Les exploitants de nakamal de Nouvelle-Calédonie se mobilisent face au projet de loi du pays qui prévoit d’encadrer la vente et la consommation de kava. Inquiets de ses conséquences, ils annoncent la création de la Fédération des Artisans du Kava, avec l’objectif de défendre une filière encore largement méconnue mais essentielle à la vie culturelle, sociale et économique du territoire.

Le texte en préparation soulève de nombreuses inquiétudes. Il introduirait un numerus clausus sans critères précis, risquant de provoquer des fermetures massives. Il assimile aussi le kava au régime de l’alcool, alors que cette racine traditionnelle, consommée depuis des générations, n’est ni classée comme drogue ni reconnue comme dangereuse. Pour les professionnels, cette comparaison est infondée et témoigne d’une méconnaissance du produit.

Cette volonté de réglementation s’inscrit dans un contexte tendu, marqué par de nombreuses plaintes et dérives constatées ces derniers mois. La fermeture administrative pour six mois du nakamal City Five à Nouméa, épinglé pour trafic de stupéfiants, a récemment illustré les abus que le gouvernement cherche à prévenir. Mais les artisans du kava refusent que l’ensemble de la profession soit jugé à l’aune de ces cas isolés.

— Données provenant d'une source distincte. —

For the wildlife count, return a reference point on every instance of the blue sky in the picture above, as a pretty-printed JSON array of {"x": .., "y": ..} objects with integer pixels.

Autre problème : l’absence totale de reconnaissance administrative. Aujourd’hui, les nakamal n’ont ni code d’activité, ni statut officiel, ni même d’existence dans les statistiques économiques du territoire. Réglementer une filière qui n’est pas formellement identifiée revient, selon les artisans, à poser des règles dans le vide.

La fédération ne rejette pas toute régulation. Elle demande à être associée à son élaboration, dans un esprit de dialogue. Elle propose notamment la création d’une licence spécifique, adaptée aux réalités culturelles et aux pratiques locales, et appelle à des mesures transitoires pour protéger les établissements déjà en place. Elle demande aussi l’accès normal aux services bancaires, encore trop souvent refusé aux exploitants de nakamal.

Les artisans du kava veulent participer à la construction d’une loi juste, cohérente et respectueuse. Ce qu’ils refusent, c’est une réforme brutale, imposée sans concertation, qui risquerait de fragiliser un pan entier du tissu calédonien.